The audit still provides value: it tells the operator exactly what their reverse proxy needs to configure. But the raw score is not an apples-to-apples comparison with cloud-deployed projects.
Fixing it at the reverse proxy
If you are deploying a self-hosted project, here is what you need to add at the reverse proxy layer.
Nginx
server {
listen 443 ssl http2;
server_name your-app.example.com;
# Transport Security
add_header Strict-Transport-Security "max-age=31536000; includeSubDomains; preload" always;
# Security Headers
add_header Content-Security-Policy "default-src 'self'; script-src 'self'; style-src 'self' 'unsafe-inline'; img-src 'self' data: https:; font-src 'self'; connect-src 'self'; frame-ancestors 'none';" always;
add_header X-Frame-Options "DENY" always;
add_header X-Content-Type-Options "nosniff" always;
add_header Referrer-Policy "strict-origin-when-cross-origin" always;
add_header Permissions-Policy "camera=(), microphone=(), geolocation=()" always;
# Hide server info
server_tokens off;
proxy_hide_header X-Powered-By;
location / {
proxy_pass http://localhost:3000;
proxy_set_header Host $host;
proxy_set_header X-Real-IP $remote_addr;
proxy_set_header X-Forwarded-For $proxy_add_x_forwarded_for;
proxy_set_header X-Forwarded-Proto $scheme;
}
}
Caddy
Caddy is simpler because it handles TLS automatically:
your-app.example.com {
reverse_proxy localhost:3000
header {
Strict-Transport-Security "max-age=31536000; includeSubDomains; preload"
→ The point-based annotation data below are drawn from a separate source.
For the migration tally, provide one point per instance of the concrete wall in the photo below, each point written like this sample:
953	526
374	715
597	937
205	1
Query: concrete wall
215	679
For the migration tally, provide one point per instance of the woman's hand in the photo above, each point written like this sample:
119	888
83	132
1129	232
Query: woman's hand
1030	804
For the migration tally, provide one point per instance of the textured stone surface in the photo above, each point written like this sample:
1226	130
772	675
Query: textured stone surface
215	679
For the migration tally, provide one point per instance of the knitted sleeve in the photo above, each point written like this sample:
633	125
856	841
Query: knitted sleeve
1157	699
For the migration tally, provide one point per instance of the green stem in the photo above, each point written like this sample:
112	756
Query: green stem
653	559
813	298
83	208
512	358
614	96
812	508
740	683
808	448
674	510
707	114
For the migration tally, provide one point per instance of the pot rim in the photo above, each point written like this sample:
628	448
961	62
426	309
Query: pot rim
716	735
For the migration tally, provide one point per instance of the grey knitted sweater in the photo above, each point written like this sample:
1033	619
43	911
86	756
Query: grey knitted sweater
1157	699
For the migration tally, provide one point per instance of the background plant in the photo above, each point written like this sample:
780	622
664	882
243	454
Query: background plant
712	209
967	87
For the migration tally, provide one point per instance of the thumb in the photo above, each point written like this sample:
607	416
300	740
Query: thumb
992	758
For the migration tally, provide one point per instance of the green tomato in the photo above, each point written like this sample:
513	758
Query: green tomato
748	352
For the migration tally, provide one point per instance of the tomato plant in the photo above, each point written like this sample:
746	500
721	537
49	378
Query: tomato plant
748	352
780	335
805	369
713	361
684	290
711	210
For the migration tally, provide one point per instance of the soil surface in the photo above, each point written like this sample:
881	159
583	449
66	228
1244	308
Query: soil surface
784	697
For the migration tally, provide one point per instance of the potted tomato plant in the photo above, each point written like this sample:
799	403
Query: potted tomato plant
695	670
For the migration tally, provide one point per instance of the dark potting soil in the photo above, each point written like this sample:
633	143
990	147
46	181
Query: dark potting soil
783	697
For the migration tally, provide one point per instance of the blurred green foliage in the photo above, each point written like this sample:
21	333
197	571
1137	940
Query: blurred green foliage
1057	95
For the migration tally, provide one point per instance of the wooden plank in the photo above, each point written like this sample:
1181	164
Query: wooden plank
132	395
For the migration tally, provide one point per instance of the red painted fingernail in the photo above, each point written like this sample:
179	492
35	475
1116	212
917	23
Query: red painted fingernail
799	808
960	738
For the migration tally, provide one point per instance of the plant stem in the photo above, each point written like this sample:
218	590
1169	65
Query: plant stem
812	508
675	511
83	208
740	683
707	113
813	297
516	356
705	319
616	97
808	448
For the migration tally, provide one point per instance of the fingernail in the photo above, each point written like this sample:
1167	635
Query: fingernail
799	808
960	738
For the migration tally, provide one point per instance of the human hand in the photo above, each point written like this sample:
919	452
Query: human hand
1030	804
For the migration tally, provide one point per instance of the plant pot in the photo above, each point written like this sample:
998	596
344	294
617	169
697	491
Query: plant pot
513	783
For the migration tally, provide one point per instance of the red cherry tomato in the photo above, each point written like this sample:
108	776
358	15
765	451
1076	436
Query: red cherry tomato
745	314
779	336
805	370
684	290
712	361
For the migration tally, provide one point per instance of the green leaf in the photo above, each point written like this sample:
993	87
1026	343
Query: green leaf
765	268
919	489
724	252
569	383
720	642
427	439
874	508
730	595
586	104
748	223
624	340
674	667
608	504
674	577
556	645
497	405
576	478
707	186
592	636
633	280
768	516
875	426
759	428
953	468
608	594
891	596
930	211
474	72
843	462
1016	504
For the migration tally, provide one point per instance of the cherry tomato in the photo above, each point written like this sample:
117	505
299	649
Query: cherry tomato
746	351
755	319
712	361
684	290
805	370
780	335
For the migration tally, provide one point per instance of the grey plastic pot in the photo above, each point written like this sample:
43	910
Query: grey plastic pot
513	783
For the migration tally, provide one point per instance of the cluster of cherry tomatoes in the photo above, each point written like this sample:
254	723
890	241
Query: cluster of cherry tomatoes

Content-Security-Policy "default-src 'self'; script-src 'self'; style-src 'self' 'unsafe-inline'; img-src 'self' data: https:; font-src 'self'; connect-src 'self'; frame-ancestors 'none';"
X-Frame-Options "DENY"
X-Content-Type-Options "nosniff"
Referrer-Policy "strict-origin-when-cross-origin"
Permissions-Policy "camera=(), microphone=(), geolocation=()"
-Server
-X-Powered-By
}
}
Caddy automatically provisions Let's Encrypt certificates and enforces HTTPS by default, which is why it is increasingly popular for self-hosted deployments. The HSTS header tells browsers to remember this and refuse unencrypted connections in the future.
How to interpret self-hosted scores
If you are evaluating a self-hosted project and it scores below 60 on Security Headers, check which categories are failing. If Transport Security and Security Headers are the problem but Basic Hygiene and Information Exposure look solid, the project is probably fine — you just need to configure your reverse proxy.
If Basic Hygiene is failing (hardcoded secrets, missing lockfile, .env not in .gitignore), that is a real problem regardless of deployment model.
The broader lesson
Audit scores are not reputation scores. A 39 does not mean Hoppscotch has bad security. It means that running Hoppscotch with default settings, without a properly configured reverse proxy, leaves you exposed to the specific attacks that security headers prevent: clickjacking, MIME sniffing, protocol downgrade, and cross-site data leakage.
The score measures the state of the deployment, not the quality of the project. For self-hosted software, the deployment is a shared responsibility between the project and the operator. The audit tells you exactly which half you still need to do.